Les inégalités de traitement entre les indépendants peuvent-elles se justifier?
Non, les différentes inégalités sont pour moi injustifiables, discriminatoires et fausses sous l’angle de la technique d’assurance. La première porte sur le fait que les indépendants en SA ou Sàrl, qui, en vertu de l’ordonnance, reçoivent un forfait de 3320 francs pour leurs dépenses personnelles, ont cotisé à l’assurance chômage à hauteur de 2,2% de leur salaire (sans plafond) et les autres, qui reçoivent un revenu d’au maximum 5800 francs, ne l’ont pas fait. Pour ces derniers, cette assurance octroyée sans avoir payé une prime au préalable est un vrai coup de pouce financé par le budget de la Confédération. C’est légitime, mais dans ce cas on peine à comprendre le plafond de 3320 francs qui s’applique à ceux qui ont cotisé.
Le débat porte aussi sur les taxis ou les indépendants qui subissent une perte de revenu mais ne peuvent pas fermer. Combien de situations existe-t-il finalement?

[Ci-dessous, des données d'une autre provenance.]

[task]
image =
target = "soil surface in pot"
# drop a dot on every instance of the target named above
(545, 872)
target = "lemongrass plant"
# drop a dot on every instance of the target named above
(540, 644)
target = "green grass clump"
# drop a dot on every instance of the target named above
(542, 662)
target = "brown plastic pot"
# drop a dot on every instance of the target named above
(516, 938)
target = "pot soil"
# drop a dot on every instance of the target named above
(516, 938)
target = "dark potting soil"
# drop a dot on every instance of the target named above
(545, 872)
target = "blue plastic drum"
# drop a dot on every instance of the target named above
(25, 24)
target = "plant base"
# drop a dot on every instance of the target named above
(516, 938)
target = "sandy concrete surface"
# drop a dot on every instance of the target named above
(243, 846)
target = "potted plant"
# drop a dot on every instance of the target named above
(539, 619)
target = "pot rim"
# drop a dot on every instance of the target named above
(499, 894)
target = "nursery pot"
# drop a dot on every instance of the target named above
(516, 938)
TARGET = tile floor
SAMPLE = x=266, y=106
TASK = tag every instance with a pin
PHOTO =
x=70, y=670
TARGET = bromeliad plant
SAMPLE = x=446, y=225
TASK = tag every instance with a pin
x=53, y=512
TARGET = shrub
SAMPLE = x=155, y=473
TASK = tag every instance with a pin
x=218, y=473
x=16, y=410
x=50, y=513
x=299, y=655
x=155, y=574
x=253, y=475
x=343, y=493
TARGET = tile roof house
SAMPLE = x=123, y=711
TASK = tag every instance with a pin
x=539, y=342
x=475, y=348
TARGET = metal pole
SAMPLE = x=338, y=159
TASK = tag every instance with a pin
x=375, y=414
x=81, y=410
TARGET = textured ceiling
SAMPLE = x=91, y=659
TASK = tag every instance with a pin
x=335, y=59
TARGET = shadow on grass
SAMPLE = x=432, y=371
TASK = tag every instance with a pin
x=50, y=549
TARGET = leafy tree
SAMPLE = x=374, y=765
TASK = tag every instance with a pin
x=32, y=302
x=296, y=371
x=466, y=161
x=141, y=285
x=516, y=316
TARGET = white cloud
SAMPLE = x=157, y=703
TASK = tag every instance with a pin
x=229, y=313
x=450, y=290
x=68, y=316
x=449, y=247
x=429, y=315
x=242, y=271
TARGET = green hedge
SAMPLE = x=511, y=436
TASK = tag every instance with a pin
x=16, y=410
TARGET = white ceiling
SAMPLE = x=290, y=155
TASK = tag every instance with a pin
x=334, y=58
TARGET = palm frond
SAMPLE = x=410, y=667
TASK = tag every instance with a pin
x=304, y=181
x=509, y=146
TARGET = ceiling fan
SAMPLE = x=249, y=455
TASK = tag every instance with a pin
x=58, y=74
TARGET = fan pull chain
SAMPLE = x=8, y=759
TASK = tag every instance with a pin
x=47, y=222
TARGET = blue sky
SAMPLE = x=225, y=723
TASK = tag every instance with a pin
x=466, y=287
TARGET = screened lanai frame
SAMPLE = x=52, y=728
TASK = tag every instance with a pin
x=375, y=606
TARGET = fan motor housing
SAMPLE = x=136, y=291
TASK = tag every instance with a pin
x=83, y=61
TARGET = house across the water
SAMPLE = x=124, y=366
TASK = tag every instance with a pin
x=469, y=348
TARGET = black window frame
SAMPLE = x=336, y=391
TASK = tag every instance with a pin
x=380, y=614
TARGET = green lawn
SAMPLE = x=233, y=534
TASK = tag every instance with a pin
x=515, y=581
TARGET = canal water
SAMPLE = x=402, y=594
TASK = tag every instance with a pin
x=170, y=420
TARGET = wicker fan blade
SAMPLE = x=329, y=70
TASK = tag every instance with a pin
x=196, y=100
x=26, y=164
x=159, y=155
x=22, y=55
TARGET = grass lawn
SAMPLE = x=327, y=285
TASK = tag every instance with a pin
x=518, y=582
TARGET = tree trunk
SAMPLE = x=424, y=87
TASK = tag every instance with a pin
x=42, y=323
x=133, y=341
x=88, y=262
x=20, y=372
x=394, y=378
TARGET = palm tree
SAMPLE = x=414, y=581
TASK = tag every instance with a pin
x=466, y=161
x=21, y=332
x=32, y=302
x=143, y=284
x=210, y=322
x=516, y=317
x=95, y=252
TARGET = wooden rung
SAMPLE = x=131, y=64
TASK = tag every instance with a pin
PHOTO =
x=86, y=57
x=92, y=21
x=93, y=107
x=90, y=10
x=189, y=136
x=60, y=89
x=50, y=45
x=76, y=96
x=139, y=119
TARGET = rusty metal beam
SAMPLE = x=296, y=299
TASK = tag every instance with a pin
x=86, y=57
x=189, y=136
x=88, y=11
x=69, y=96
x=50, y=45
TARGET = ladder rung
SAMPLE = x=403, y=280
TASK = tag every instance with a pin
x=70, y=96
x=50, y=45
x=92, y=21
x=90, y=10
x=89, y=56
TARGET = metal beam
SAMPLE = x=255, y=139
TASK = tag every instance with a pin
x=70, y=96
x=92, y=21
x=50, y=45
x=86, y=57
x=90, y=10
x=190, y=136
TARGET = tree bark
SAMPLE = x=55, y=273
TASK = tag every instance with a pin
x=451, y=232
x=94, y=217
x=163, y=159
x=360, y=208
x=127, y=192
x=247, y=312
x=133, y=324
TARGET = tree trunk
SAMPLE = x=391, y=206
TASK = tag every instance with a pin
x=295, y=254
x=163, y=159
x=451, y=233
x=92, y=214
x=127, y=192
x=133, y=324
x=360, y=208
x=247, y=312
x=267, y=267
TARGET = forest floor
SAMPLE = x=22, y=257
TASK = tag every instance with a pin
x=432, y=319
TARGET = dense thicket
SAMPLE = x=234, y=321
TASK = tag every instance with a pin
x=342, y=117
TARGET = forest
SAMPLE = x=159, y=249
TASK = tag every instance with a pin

Le taxi peut être en SA ou Sàrl ou en raison individuelle. Il en résulte l’inégalité citée plus haut. Les indépendants en raison individuelle subissent une autre inégalité, finalement assez sournoise. Ils se répartissent en effet entre une première catégorie, composée de ceux qui sont inscrits dans la liste du Conseil fédéral parce qu’ils ont fermé, comme les coiffeurs ou les restaurateurs, et un deuxième groupe, avec ceux qui n’ont pas fermé mais ont subi une chute de leur chiffre d’affaires. Ce deuxième groupe comprend des physiothérapeutes, des architectes ou des logopédistes.
Il y a donc quatre catégories de chômeurs, les employés ordinaires (plafond à 9880 francs), les entrepreneurs en SA ou Sàrl avec un forfait de 3320 francs, les entrepreneurs indépendants qui ont fermé et qui reçoivent 5800 francs et les indépendants qui n’ont pas fermé mais qui ne font presque plus de chiffre d’affaires et ne reçoivent rien du tout. Il faudrait donner à ces derniers le bénéfice d’une allocation à 196 francs par jour car ils ont aussi arrêté à cause de la pandémie.
Que pensez-vous de l’idée, exprimée par l’Union suisse des professions libérales, de doubler le montant de 196 francs par jour?
Le doublement du plafond permettrait de les placer à un niveau proche de celui des salariés ordinaires. Il faut toutefois préciser que ce type d’indépendants n’a pas payé de primes d’allocation chômage, à la différence des autres entrepreneurs et salariés, et cela serait donc une solution relativement généreuse.